“The survivors of the destruction of Jerusalem, left in Judah after the banishment of their fellow countrymen to the Euphrates, seemed, for the time, overwhelmed by the calamities that had befallen their nation. The Temple they had thought invulnerable was burnt to the ground; Jerusalem, in which they had gloried as “the joy of the whole earth” was a waste of blackened ruins. The town gates seemed to have sunk into the ground; the roads to Zion, once thronged with pilgrims, lay untraveled; no concourse gathered outside the walls, for gossip or business; even the walls themselves were thrown down, the jackals haunted the holy hill!”
“For ages past every event in their national history, whether glorious or sorrowful, had been commemorated in the lyrics handed down from generation to generation.

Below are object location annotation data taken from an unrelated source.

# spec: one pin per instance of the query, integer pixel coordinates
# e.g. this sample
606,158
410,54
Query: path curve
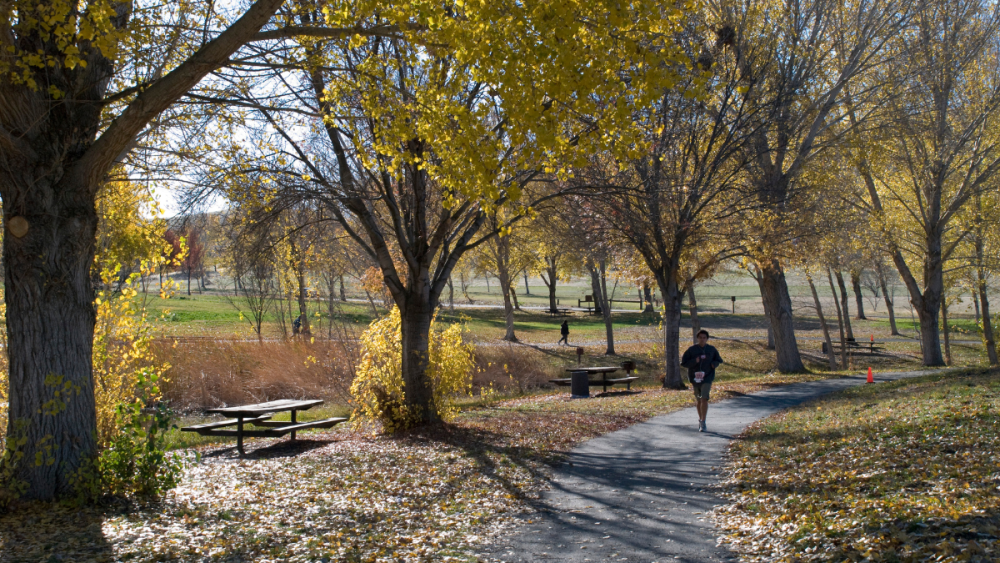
638,494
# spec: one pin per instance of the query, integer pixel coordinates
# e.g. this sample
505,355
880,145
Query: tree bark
858,298
693,311
830,354
840,322
945,331
844,306
672,378
778,306
50,330
888,304
550,283
415,326
988,337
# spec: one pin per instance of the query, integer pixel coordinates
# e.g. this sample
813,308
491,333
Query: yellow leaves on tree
378,386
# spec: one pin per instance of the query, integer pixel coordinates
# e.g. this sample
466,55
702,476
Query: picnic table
592,381
259,415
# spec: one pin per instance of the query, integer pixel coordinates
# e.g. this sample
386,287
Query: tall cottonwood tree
804,54
79,83
942,147
411,141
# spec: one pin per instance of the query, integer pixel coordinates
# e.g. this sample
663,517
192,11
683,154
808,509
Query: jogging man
701,361
564,330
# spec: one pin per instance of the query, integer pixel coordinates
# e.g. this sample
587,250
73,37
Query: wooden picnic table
604,381
260,414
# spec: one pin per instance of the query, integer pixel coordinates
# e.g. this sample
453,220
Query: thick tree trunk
988,338
830,354
844,306
778,306
415,326
858,298
975,303
606,311
508,307
693,311
50,331
840,322
672,378
945,331
888,305
303,294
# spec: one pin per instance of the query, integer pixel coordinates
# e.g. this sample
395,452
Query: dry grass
212,372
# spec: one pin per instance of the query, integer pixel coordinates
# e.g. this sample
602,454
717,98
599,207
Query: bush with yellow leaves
378,385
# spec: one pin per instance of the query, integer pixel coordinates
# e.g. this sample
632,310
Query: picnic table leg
239,435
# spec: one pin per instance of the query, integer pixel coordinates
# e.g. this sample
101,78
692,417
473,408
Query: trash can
579,385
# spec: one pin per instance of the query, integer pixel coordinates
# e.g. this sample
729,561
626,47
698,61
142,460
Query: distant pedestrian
564,330
701,361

The defeat of Pharaoh, the triumph over Sisera, the death of Saul and Jonathan, the overthrow of the northern kingdom, and the destruction of the army of Sennacherib, had been sung in poems known by every Hebrew Child. So, now, was it to be with the crowning catastrophe or the fall of Jerusalem, carrying with it, as it did, the temporary extinction of the Jewish state.”

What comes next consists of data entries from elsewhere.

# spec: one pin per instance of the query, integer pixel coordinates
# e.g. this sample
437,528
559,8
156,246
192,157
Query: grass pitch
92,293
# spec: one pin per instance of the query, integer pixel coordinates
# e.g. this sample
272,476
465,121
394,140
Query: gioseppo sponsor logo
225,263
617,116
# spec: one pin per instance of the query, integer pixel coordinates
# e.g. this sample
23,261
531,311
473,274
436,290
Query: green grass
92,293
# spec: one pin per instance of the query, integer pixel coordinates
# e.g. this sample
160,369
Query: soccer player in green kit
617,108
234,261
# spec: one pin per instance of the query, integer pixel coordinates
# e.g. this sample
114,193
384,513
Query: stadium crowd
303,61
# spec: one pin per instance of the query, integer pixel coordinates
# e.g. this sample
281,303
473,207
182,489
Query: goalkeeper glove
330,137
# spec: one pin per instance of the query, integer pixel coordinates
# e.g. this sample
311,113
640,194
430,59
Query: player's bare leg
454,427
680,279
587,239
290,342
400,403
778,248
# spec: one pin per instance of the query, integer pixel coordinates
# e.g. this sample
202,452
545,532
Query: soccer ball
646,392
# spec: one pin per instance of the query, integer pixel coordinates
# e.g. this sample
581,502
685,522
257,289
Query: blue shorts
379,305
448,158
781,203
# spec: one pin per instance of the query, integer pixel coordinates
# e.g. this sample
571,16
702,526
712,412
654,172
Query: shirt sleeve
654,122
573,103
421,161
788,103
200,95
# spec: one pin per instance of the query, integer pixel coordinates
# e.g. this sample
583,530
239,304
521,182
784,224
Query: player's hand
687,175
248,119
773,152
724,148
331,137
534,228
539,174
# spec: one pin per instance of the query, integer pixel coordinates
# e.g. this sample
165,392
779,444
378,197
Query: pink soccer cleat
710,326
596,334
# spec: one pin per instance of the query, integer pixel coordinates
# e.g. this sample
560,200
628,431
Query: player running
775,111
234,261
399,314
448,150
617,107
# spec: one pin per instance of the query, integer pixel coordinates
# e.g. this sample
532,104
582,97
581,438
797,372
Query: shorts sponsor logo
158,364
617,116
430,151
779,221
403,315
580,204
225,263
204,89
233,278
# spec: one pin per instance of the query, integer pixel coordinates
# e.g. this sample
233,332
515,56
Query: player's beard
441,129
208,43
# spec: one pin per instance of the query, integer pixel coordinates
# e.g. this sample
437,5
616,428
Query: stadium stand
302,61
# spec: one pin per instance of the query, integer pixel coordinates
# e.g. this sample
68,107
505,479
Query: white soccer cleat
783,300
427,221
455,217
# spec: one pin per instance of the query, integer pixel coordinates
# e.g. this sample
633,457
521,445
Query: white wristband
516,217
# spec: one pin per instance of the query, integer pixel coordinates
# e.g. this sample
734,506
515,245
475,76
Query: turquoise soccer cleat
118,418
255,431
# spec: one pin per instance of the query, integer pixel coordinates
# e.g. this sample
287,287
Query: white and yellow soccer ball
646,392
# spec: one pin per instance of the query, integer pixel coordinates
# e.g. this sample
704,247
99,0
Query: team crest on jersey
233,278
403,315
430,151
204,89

“It is, however, in the short series of elegiac poems, known to our English Bible as “The Lamentations of Jeremiah,” that we realize the intensity of the sufferings that Jerusalem had to endure before its fall, and the bitterness and sorrow with which its citizens lamented its fate.”

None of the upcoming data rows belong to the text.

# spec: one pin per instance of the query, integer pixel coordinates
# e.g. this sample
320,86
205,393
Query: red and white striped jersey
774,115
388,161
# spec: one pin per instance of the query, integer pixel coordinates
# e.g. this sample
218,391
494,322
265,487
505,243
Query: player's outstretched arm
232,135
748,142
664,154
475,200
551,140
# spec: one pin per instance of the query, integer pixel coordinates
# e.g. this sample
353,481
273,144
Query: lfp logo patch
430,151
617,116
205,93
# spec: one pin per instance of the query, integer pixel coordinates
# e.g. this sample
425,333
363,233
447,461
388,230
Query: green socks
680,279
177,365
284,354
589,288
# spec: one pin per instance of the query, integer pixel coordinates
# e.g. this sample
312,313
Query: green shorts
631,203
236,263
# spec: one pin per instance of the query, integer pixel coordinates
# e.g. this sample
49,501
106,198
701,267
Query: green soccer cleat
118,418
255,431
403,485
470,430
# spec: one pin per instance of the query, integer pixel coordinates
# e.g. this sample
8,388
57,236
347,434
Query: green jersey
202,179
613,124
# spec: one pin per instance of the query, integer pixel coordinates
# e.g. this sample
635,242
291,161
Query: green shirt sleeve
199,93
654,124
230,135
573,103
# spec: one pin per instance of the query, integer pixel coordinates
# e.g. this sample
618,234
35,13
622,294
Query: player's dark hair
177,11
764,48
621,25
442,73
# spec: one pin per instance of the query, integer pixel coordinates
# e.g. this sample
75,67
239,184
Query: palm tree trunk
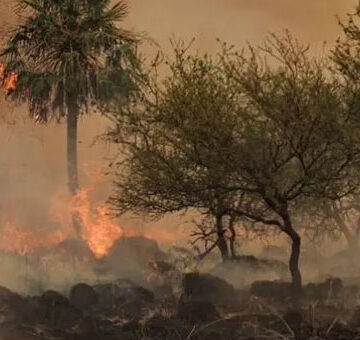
72,164
222,245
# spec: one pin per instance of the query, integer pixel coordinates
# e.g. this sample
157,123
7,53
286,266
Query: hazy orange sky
32,158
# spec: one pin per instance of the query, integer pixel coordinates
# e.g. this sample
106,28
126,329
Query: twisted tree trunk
72,164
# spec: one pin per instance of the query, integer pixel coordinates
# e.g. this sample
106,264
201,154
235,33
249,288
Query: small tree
70,57
298,144
239,138
175,136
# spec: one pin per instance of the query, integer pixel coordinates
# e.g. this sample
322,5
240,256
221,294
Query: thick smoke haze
32,157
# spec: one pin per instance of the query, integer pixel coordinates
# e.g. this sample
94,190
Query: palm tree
70,58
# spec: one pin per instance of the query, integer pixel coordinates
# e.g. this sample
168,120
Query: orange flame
9,81
99,230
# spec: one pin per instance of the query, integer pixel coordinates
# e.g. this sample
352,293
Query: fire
8,81
99,230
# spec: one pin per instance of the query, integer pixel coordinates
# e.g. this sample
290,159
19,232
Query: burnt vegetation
257,143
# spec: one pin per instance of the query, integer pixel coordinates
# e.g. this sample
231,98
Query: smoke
33,157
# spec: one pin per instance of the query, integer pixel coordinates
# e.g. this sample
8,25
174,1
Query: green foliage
71,51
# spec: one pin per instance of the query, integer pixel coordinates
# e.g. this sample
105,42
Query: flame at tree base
98,228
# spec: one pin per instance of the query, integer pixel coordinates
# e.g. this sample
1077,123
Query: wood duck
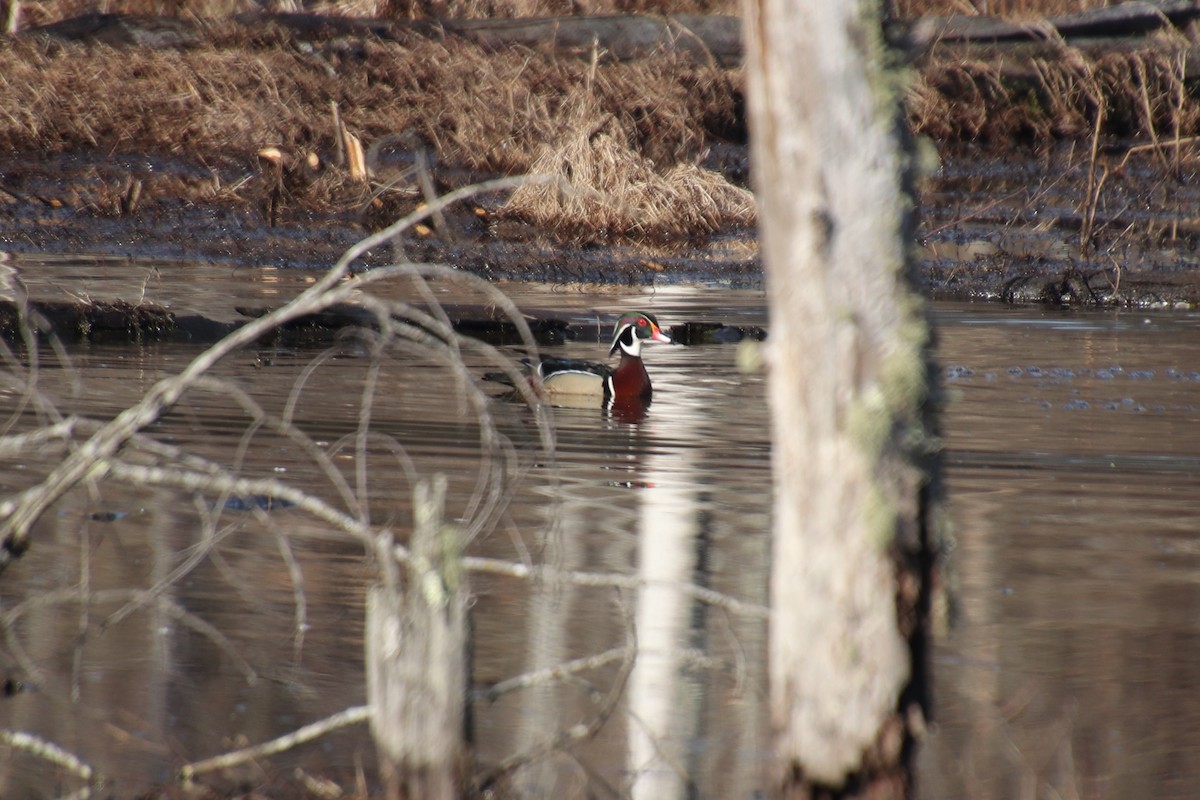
573,382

Hours with the Bible, Geikie
Have we wept yet? Or are we too busy finding blame? Worse yet, are we busy assigning blame whether proven or not?
This week I found much to bring me to tears — but much to bring hope. I reminisced of bygone days in which churches were full. I lamented the day when I met a teen who had never set foot in a church, realizing most of his generation hadn’t either. The moral decline, I watched, overwhelmed by the numbers of teen pregnancies, drugs, abortions, even callous hatred and murder. I rejoiced in finding my Savior which delivered me from my own blood-guiltiness. I wept when most of my friends rejected Christ.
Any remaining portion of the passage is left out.